Einen Moment lang starrte er das Blatt nur an, mit zusammengezogenen Brauen. »Oh!«, sagte er endlich und begann zu strahlen. »Das ist dein Gedicht! Das, für das du den Preis gekriegt hast, stimmt’s?«
Ich nickte und hatte das Gefühl, ich würde jeden Moment in Ohnmacht fallen. »Aber du musst es nicht lesen.«
»Ich will aber«, sagte er und las laut vor:
Ich kann deine eckigen Augen nicht schlucken
Ohne Blick für mein schrumpfendes Herz
Meine eingesunkene Brust
Schultern zum spiegelblanken Boden
Ich kann deine verschränkten Arme nicht schlucken
Meine Kehle das Bein eines Ertrunkenen
Rauch von brennenden Autoreifen
Deine Ellbogen spitz wie Messer an meinen Schläfen
Ich kann deine kühle Zunge nicht schlucken
Schnalzend hinter den Zähnen, während du
Aufzählst, worin ich versagt habe
Ich kann bloß Staub und Steppenkugeln weinen
Einen verwitterten Holzpfosten
Eine Handvoll rostiger Nägel
Die aus mir rinnen wie Murmeln
Nachdem er zu Ende gelesen hatte, sagte er eine Weile lang kein Wort. Er saß einfach nur da und starrte das Blatt an. Mein Gesicht wurde heiß, ich spürte ein Ziehen im Brustkorb und wurde unendlich verlegen.
Außer Mrs Moody hatte ich noch nie jemanden dieses Gedicht lesen lassen. Als ich es ihr damals zeigte, hatte sie erst ihre Lesebrille abgesetzt und die Abdrücke am Nasenrücken gerieben, dann hatte sie mir erklärt, dass sie genau wisse, was ich damit tun müsse. Am nächsten Tag brachte sie mir die Unterlagen für einen Wettbewerb junger Lyriker mit. Ihrer Überzeugung nach hätte ich gute Aussichten. Zwei Monate später erfuhr ich, dass ich den ersten Platz gewonnen hatte, und war ganz aus dem Häuschen vor lauter Begeisterung – aber zugleich immer noch verlegen. Dieses Gedicht war ein Teil meines Wesens. Meine Gedanken lebten darin. Meine verborgenen Gefühle. Es herumzuzeigen wäre mir vorgekommen, als würde ich in Unterwäsche vor meinen Mitschülern herumlaufen.

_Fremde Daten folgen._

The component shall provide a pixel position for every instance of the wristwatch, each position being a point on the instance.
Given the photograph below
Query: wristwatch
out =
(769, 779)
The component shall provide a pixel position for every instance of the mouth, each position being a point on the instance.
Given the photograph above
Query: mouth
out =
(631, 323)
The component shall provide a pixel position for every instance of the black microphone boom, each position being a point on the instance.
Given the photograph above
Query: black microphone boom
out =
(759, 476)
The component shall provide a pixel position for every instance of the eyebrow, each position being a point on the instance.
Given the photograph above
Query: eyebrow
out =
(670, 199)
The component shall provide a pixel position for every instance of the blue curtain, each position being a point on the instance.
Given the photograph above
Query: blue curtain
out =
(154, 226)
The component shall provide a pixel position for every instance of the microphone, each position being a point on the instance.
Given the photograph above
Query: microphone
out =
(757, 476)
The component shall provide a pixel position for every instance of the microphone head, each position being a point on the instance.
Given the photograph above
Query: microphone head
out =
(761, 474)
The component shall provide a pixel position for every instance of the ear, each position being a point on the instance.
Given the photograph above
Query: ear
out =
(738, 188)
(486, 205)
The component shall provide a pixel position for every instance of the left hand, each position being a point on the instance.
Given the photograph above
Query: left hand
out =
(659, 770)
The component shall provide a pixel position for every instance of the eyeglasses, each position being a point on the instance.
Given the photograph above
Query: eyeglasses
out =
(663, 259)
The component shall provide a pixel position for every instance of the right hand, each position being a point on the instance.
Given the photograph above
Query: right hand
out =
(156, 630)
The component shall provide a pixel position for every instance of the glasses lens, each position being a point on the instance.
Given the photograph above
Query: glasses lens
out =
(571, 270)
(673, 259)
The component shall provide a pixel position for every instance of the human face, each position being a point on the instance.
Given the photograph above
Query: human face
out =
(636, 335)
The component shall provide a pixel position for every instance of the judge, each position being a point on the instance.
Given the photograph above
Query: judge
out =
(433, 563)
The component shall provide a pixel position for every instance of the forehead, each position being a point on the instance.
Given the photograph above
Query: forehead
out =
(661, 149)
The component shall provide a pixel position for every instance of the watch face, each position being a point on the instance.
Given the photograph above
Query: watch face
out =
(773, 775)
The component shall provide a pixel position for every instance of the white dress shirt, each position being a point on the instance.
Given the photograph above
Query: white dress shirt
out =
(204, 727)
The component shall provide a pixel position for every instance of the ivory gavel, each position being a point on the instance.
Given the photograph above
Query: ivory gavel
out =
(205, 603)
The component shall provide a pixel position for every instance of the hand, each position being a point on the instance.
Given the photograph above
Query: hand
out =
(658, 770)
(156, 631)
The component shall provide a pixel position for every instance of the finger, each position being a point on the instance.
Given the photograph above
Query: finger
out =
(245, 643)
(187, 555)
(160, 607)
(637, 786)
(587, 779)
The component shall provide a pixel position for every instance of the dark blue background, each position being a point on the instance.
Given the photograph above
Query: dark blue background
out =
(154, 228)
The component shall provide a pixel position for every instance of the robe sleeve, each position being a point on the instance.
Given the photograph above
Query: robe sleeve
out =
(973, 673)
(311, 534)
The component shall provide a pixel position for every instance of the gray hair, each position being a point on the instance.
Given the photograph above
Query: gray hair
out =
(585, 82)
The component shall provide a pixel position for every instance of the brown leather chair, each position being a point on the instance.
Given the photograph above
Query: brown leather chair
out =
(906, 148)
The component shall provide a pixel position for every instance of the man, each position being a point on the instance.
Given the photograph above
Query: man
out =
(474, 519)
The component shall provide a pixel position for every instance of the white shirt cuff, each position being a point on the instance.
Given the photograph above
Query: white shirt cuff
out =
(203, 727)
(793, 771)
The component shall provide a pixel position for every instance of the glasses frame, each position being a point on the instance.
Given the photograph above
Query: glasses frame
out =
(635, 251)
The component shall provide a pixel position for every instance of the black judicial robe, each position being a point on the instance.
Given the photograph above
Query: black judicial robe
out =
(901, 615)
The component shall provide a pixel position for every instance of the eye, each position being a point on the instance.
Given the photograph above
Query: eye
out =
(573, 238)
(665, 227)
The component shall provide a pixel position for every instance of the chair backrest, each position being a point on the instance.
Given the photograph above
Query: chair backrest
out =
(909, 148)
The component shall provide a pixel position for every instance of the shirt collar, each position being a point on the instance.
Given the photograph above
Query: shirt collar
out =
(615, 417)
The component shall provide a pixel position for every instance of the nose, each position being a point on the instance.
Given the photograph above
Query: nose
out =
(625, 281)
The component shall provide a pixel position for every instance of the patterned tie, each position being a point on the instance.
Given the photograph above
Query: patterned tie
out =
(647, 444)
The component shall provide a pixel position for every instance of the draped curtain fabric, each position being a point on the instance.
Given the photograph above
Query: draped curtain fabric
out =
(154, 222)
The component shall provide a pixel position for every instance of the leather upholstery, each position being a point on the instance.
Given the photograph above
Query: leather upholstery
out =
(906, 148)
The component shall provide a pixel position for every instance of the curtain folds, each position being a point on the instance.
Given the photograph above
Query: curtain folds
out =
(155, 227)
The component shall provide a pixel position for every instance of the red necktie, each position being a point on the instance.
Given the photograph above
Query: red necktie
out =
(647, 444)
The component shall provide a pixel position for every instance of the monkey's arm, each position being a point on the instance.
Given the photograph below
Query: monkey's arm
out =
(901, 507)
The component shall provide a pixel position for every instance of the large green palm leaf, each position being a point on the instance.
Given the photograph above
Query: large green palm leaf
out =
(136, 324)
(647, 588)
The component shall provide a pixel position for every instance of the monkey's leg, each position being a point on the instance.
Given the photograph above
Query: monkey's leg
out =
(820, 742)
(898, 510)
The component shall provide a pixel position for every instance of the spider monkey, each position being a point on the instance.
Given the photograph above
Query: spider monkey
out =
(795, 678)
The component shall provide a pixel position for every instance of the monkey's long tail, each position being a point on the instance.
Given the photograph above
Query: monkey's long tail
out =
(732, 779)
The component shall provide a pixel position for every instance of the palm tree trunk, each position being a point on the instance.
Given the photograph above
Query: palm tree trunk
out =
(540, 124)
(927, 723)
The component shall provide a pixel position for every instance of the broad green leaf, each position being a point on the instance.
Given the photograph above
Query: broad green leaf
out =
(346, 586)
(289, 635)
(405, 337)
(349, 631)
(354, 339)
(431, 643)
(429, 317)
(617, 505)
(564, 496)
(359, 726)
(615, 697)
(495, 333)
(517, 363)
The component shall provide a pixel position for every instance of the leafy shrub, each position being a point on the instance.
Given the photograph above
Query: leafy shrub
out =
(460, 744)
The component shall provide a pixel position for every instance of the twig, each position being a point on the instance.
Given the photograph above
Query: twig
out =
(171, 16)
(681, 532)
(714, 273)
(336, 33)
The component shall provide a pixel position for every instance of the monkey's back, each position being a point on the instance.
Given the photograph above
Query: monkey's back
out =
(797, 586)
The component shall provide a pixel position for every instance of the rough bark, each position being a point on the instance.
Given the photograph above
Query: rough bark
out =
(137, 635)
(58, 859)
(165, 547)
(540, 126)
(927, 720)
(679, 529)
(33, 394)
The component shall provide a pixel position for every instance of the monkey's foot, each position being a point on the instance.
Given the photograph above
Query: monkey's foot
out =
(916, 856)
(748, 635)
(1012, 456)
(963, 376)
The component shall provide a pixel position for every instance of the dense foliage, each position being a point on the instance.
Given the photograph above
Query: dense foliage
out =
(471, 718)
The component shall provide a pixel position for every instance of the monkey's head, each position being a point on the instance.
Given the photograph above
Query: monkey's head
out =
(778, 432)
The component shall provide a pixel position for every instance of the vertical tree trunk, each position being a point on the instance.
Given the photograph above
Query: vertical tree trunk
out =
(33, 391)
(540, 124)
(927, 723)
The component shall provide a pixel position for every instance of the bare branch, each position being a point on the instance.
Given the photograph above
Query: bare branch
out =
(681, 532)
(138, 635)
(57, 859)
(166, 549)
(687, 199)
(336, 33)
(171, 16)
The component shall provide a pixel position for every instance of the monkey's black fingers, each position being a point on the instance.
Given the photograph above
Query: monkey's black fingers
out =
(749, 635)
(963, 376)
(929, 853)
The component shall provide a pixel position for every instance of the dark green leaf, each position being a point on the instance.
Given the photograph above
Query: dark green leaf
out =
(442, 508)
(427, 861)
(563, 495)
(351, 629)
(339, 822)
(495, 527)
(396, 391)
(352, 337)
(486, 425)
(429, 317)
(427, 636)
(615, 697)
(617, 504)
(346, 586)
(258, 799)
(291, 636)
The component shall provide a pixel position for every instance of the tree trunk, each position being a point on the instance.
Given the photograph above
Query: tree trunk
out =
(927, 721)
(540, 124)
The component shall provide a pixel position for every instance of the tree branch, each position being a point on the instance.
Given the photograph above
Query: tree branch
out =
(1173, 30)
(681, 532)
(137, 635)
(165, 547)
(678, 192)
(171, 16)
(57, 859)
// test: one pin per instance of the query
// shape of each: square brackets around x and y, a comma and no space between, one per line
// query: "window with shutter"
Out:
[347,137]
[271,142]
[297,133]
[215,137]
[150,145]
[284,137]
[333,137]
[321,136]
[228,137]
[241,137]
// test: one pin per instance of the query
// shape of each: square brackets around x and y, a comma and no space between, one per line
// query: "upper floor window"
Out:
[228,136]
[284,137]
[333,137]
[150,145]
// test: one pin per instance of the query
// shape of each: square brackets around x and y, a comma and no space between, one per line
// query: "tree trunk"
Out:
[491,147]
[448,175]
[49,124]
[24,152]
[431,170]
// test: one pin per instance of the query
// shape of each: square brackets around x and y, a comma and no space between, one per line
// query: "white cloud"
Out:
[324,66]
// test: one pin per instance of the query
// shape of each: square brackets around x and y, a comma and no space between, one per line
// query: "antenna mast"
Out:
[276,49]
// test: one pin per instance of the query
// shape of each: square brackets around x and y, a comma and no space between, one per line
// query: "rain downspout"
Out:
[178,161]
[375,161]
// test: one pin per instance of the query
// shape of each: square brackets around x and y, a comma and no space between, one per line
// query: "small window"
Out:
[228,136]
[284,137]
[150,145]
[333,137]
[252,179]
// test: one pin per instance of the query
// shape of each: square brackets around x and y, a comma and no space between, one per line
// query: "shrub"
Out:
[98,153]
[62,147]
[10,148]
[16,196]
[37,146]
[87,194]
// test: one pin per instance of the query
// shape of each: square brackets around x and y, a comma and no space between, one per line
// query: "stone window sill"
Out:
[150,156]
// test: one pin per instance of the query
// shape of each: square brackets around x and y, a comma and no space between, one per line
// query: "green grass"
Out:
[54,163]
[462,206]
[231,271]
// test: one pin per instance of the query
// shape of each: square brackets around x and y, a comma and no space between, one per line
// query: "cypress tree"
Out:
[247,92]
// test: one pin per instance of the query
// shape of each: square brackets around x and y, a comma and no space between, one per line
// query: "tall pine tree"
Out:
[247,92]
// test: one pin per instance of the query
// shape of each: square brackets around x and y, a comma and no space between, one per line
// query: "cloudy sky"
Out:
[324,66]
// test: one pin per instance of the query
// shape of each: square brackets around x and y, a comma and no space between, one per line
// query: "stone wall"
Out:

»Wahrscheinlich gab es nicht viel Konkurrenz«, hörte ich mich sagen. In der Stille des Raums klang meine Stimme kratzig und verzerrt, wie wenn im Radio der Sender schlecht eingestellt ist. Ich wollte nach dem Blatt in Coles Hand greifen, aber er ließ mich nicht.
»Machst du Witze?«, sagte er. »Das ist gut. Ich meine, richtig gut.«
Ich spürte, wie meine Lippen ein Lächeln zustande brachten, obwohl mir vor lauter Verlegenheit immer noch ganz schwummrig war. »Meinst du?«, fragte ich.
Endlich schaute er auf, mit leicht geöffneten Lippen. »Auf jeden Fall. Ich lese ja kaum Gedichte, aber das hier …« Er blickte wieder auf das Blatt. »Wow. Du bist wie … Emily Dickinson oder so.«
»Oha! Danke«, sagte ich.
Er sah mich an, wir guckten einander direkt in die Augen. Es kam mir so vor, als wäre er irgendwie … berührt.
Irgendwann riss ich mich von seinem Blick los und begann, in meinem Rucksack herumzukramen, holte mein Notizbuch raus und warf es in vorgetäuschtem Arbeitseifer zwischen uns auf den Tisch. »Also, was müssen wir heute durchgehen?«, fragte ich.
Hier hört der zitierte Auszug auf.